MAROC
24/05/2019 12h:04 CET

Sept personnes arrêtées en Espagne pour un trafic de drogue en provenance du Maroc

2.000 kg de haschich, des milliers d'euros ainsi que des véhicules et bateaux ont été saisis.

Guardia Civil

TRAFIC - Il n’y a pas que les fraises à Huelva. Lors d’une opération commune et avec le soutien de la douane française, la Guardia Civil, la police nationale espagnole et l’administration fiscale ont arrêté 7 personnes suspectées de trafic de drogue entre le Maroc et la ville portuaire espagnole. Les autorités ont saisi plus de 2.000 kilos de haschich, 3.000 euros en espèces, de nombreux téléphones portables, quatre véhicules, deux motos, trois bateaux et deux jet-skis.
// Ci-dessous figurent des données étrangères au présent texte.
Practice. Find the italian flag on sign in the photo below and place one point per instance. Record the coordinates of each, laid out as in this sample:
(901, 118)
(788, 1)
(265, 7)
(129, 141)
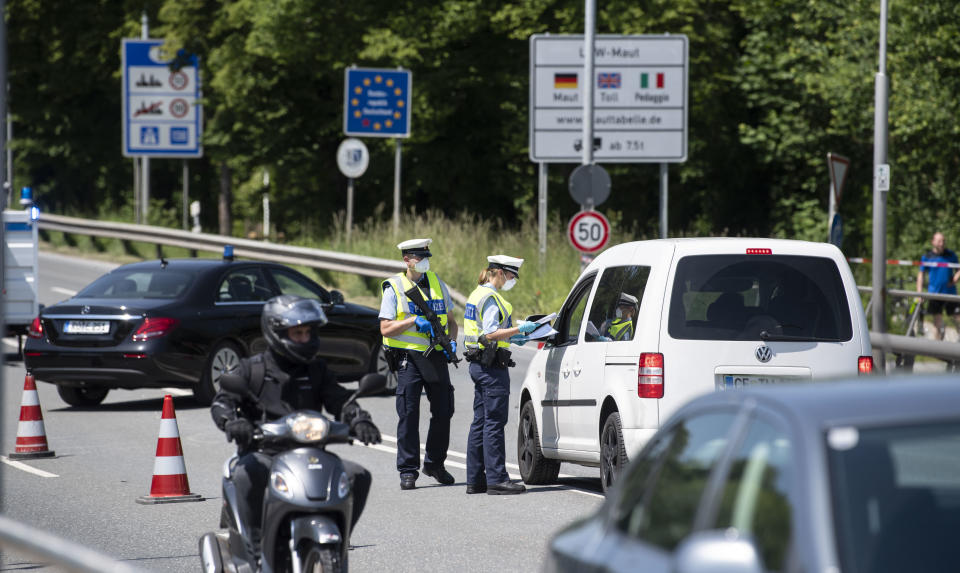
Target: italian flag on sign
(645, 80)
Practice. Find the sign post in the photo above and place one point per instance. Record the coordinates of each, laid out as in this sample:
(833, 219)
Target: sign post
(588, 231)
(376, 103)
(352, 159)
(162, 114)
(623, 101)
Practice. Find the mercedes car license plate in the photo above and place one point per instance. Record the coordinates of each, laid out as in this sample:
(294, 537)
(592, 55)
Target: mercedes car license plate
(86, 327)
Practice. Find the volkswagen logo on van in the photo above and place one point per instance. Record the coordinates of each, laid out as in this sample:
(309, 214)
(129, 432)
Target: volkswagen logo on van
(763, 353)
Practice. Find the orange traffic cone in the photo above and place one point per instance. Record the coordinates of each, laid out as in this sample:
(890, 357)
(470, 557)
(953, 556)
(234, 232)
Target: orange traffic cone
(31, 435)
(169, 472)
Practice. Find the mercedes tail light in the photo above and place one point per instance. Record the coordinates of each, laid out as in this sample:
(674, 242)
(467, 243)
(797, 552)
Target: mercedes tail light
(154, 327)
(36, 328)
(650, 375)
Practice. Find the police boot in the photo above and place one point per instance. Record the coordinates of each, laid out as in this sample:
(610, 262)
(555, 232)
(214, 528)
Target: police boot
(505, 488)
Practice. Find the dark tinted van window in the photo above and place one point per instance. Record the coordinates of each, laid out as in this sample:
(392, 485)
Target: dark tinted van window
(616, 305)
(759, 297)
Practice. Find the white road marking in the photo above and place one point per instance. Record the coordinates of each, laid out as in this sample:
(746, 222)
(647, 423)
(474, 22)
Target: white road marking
(26, 468)
(423, 448)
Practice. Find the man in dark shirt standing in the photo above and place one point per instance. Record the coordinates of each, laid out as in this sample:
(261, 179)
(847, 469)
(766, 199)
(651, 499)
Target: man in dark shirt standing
(943, 280)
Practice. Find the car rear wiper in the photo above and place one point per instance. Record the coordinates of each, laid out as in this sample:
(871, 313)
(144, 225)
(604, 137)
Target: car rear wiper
(767, 335)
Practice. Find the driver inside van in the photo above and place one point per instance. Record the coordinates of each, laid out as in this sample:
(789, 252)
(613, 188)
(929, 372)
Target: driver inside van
(621, 326)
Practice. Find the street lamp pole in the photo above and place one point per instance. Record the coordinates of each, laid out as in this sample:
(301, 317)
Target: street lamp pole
(881, 184)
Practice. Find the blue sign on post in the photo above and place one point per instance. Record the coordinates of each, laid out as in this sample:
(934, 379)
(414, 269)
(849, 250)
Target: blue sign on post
(162, 115)
(377, 102)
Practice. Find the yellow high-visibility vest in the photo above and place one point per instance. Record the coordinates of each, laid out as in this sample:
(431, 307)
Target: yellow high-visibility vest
(621, 329)
(410, 339)
(473, 316)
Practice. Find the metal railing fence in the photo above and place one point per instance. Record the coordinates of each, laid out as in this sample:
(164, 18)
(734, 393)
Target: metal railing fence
(375, 267)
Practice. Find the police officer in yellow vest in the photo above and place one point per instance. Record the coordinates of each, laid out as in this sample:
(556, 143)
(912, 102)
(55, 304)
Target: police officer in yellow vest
(487, 332)
(621, 327)
(406, 338)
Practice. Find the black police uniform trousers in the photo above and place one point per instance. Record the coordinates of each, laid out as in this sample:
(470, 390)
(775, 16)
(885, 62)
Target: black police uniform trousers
(250, 477)
(486, 449)
(410, 384)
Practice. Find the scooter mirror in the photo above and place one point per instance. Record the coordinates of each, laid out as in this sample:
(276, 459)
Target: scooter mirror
(372, 384)
(233, 383)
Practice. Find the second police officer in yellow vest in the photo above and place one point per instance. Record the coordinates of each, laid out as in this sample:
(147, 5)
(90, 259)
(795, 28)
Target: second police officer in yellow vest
(406, 338)
(488, 330)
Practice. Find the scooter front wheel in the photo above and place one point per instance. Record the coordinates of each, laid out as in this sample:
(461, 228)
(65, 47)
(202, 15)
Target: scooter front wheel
(322, 559)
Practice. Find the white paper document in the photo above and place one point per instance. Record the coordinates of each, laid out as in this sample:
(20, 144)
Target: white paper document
(544, 330)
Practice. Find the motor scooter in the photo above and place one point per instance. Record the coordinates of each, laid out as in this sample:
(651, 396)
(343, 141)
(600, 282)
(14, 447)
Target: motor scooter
(308, 505)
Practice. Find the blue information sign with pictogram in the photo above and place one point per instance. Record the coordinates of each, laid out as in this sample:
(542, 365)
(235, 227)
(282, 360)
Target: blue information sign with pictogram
(377, 102)
(162, 115)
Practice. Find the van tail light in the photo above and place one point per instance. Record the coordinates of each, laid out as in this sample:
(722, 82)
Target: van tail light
(650, 375)
(154, 328)
(36, 328)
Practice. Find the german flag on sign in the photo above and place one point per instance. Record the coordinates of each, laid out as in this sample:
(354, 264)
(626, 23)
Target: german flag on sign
(564, 81)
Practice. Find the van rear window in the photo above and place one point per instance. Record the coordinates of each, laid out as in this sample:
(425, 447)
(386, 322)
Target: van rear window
(759, 297)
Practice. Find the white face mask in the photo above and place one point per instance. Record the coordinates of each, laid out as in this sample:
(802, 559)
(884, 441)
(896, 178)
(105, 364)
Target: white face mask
(422, 266)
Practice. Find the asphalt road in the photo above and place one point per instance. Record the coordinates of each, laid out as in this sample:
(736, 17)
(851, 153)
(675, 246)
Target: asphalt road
(104, 461)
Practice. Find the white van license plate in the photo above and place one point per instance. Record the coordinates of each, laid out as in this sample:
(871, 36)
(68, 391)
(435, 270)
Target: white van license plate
(731, 381)
(86, 327)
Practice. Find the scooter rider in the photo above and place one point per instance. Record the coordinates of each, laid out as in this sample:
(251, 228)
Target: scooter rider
(285, 378)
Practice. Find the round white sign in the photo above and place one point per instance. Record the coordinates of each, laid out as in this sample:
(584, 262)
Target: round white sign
(353, 158)
(588, 231)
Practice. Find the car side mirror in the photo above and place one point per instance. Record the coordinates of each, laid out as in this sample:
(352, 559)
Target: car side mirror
(717, 550)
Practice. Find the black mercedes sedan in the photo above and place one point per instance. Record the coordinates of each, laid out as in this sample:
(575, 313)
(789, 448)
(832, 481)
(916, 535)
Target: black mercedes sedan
(181, 323)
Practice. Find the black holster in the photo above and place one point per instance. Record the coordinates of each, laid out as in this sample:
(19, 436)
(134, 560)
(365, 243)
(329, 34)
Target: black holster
(394, 357)
(490, 355)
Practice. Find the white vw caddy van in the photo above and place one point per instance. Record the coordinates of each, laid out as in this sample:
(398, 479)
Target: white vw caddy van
(651, 324)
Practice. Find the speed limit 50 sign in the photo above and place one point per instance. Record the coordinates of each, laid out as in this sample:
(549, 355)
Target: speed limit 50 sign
(588, 231)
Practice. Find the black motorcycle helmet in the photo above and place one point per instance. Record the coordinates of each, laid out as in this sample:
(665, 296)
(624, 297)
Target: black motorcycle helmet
(282, 312)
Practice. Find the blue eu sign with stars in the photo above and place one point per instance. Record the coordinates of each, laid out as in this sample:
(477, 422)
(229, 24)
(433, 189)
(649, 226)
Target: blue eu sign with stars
(377, 102)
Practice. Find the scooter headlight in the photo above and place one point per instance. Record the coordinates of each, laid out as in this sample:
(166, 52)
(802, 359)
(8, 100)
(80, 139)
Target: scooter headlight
(308, 428)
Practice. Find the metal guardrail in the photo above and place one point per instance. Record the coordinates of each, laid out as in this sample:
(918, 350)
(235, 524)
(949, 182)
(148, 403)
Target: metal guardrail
(374, 267)
(900, 344)
(262, 250)
(72, 556)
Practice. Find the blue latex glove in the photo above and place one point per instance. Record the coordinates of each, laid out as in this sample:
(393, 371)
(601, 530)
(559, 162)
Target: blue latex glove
(519, 339)
(423, 325)
(526, 327)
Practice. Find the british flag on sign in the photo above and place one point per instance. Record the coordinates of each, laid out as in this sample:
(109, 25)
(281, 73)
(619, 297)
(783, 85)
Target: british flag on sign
(608, 80)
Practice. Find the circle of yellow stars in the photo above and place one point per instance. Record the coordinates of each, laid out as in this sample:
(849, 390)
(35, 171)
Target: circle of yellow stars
(378, 79)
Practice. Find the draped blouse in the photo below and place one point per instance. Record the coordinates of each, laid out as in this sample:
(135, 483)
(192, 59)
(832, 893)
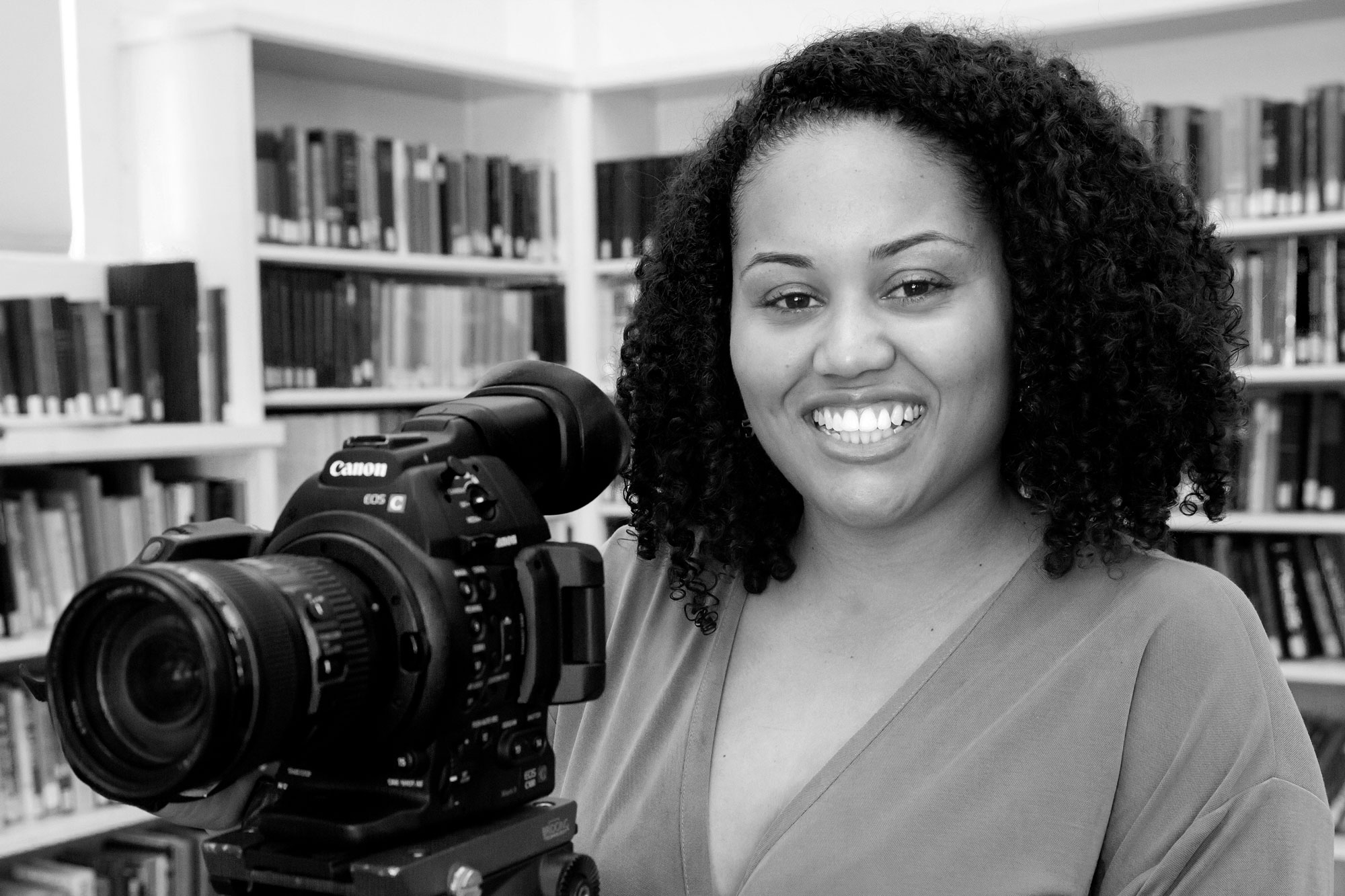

L’enquête a été ouverte “après la détection d’un fort rebond des activités criminelles contre la santé publique, liées au trafic de drogue”, rapporte la Guardia Civil dans un communiqué. Les premières découvertes les mènent vers une véritable organisation criminelle qui, pour faire rentrer la drogue sur le sol espagnol avant qu’elle ne soit revendue dans toute l’Europe, utilise “des bateaux semi-rigides, appelés narcolanchas ou élastiques, pour se déplacer à grande vitesse entre des régions du nord du Maroc et la côte de Huelva”, indique le document. Grâce à ça, les trafiquants peuvent transporter de grandes quantités de haschich. 

Guardia Civil

Hélicoptère, patrouilleurs du service maritime provincial, personnel au sol. Les moyens sont déployés pour intercepter un premier navire de l’organisation au large des côtes espagnoles. Les trafiquants prennent la fuite mais le bateau et sa cargaison -2.090 kg de haschisch enveloppés dans 69 balles de jute- sont saisis. Une fois tous les membres de l’organisation criminelle identifiés, les autorités ont procédé à leurs arrestations en plusieurs étapes. 

“Les organisations criminelles installées sur le terrain de Gibraltar ont été contraintes, à la suite de pressions policières auxquelles elles sont soumises depuis des mois, de déplacer leurs activités dans des zones plus reculées où elles ne disposent pas d’infrastructures solides”, souligne la police nationale en conclusion.